On the one hand, compared to Hesiod, Homer does not pack the same immediate civic "punch". That is, it's Hesiod who presents the classic "picture" of the early cosmos as conceived in ancient Greek tradition. Also, in addition to the centrality of his Theogony, Hesiod directly influences the Constitution of Orchomenus, whose designers view him as "hearth-founder". Homer has nothing of this kind attached to his name.
On the other hand, there is no question that Homer's Iliad and Odyssey helped shape in his people's collective mind just what it meant to be a "noble Greek". For that, Homer deserves inclusion. And after all, it was Homer whose epics were most often rifled by the Greek dramatic poets centuries later. Some scholars even talk of the Homeric cultures, meaning the cultures typical of both ancient Greece and even ancient Rome who adopted the Homeric narratives as the virtual landscape for their lives.
c.475 - c.425 b.c.e.: Vyasa
Probably the hugest epic ever written, the Mahabharata mirrors every facet of ancient Indian culture possibly more exhaustively than Dante's Divine Comedy mirrors Renaissance Europe. The Mahabharata is generally credited to Vyasa, although that may be an honorific rather than the poet's proper name. Beyond that, unlike Dante, Vyasa has not simply fashioned a narrative that is replete with action and character. In the midst of the Mahabharata is placed the Bhagavad-Gita, a Hindu text whose ethical and instructional impact became central to the ancient Indian's understanding of oneself and of one's place in the cosmos. Also, unlike Dante's consciously fictitious trilogy, Vyasa's epic takes its subject matter partly from history, and scholars discuss endlessly how much of Mahabharata is history and how much is imagination. (The same is true of Homer.)
c.650 - c.725: Hiyeda no Are
Writer of the Kojiki, Japan's foundational epic text of Shinto Buddhism, Hiyeda was credited with being an amazingly retentive repository of all of ancient Japan's lore up to that time. Possibly a woman (although this is not altogether clear), Hiyeda produced the Kojiki by royal command as a way of consolidating Japanese traditions for centuries to come. It worked. An interesting sidelight on the history of Japanese civilization: Women, especially at court, played a major cultural role. It may not be coincidence that possibly the two most foundational literary landmarks in Japan, the Kojiki and the Tale of Genji, both come from a woman's hand.
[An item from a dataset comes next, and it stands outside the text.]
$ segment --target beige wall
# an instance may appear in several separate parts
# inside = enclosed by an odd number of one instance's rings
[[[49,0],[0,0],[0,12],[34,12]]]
1179 - 1241: Snorri Sturluson
c.1525 - c.1575: Cristobal Velasco
These two can be taken together, since they both play a similar role: that of poetic restorer of a past culture rather than an inspirer of a present or future one. Sterluson preserved the Norse Eddas and Velasco the Mayan Popol Vuh. Both these restorations helped pave the way for significant understanding from future generations. The Norse traditions might not have survived the way thay have had it not been for Sterluson's preserving these epic texts, and countless everyday details like the days of the week, for instance, might well have lost much meaning -- never mind the path opened for Wagner's Ring cycle.
The Mayan Popol Vuh is the chief epic of the Mayan people, the most advanced pre-Colombian civilization in the "New World". The sophistication of the ancient Mayans is astonishing, and the sweep of this national epic matches the artistic bravery of Homer and Vyasa.